For years, artificial intelligence (AI) technology has been hinted at, dreamed about, portrayed in movies and discussed, but in hypothetical, future-oriented terms. Suddenly, it seems that the future may be much closer than many people thought. Last week's release of OpenAI's ChatGPT chatbot is a game-changing development for AI technology available to the public, and should spark all manner of debate about where the technology will go from here - and how quickly - including in the legal field.

If you take a minute to play around with the chatbot after establishing a free account with OpenAI, you'll see its capabilities are truly remarkable. Ask it to write 1000 (or 2000, or 3000) words about a legal topic, like product liability law. Does the work product that comes out (nearly instantly) reach Foley & Lardner standards of quality? No - not yet, anyway. But could it provide an instant starting point, if not substitute, for some content creation in the very near future? What about legal memorandum and brief-writing?

Did ChatGPT write this post? It didn't, I promise...but within a few years, will you believe me?

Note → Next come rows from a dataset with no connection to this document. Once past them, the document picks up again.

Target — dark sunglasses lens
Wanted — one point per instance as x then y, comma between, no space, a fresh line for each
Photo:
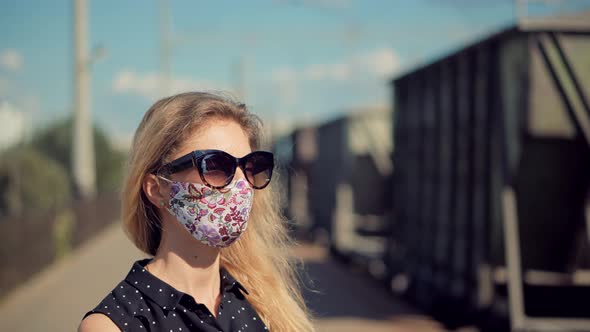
258,169
218,169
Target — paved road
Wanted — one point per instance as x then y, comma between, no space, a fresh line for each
56,299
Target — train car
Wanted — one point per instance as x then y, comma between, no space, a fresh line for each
492,178
349,193
295,154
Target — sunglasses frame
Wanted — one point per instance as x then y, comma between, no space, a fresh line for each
195,158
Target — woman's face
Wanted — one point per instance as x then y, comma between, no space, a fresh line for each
218,134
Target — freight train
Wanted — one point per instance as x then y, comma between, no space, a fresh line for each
470,197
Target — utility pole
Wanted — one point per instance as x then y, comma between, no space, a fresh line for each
165,47
83,165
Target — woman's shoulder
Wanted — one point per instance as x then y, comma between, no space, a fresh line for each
118,307
97,322
117,311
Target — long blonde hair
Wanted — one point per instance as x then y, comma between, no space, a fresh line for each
260,259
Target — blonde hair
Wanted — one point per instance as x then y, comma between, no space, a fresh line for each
260,259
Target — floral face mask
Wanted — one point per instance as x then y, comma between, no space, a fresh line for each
216,217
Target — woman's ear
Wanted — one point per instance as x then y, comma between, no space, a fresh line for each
154,191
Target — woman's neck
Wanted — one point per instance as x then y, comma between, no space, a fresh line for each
188,265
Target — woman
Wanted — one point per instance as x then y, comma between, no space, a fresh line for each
195,183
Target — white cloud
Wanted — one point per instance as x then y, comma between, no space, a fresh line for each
381,63
327,4
11,60
148,84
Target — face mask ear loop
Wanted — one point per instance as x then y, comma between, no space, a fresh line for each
159,177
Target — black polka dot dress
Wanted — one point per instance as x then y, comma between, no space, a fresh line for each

The use of artificial intelligence (AI) in emerging technologies continues to advance rapidly. San Francisco-based OpenAI made its latest creation, the ChatGPT chatbot, available for free public testing on Nov. 30. A chatbot is a software application designed to mimic human-like conversation based on user prompts. Within a week of ChatGPT being unveiled, over a million users had tried to make the tool talk, according to Sam Altman, co-founder and CEO of OpenAI.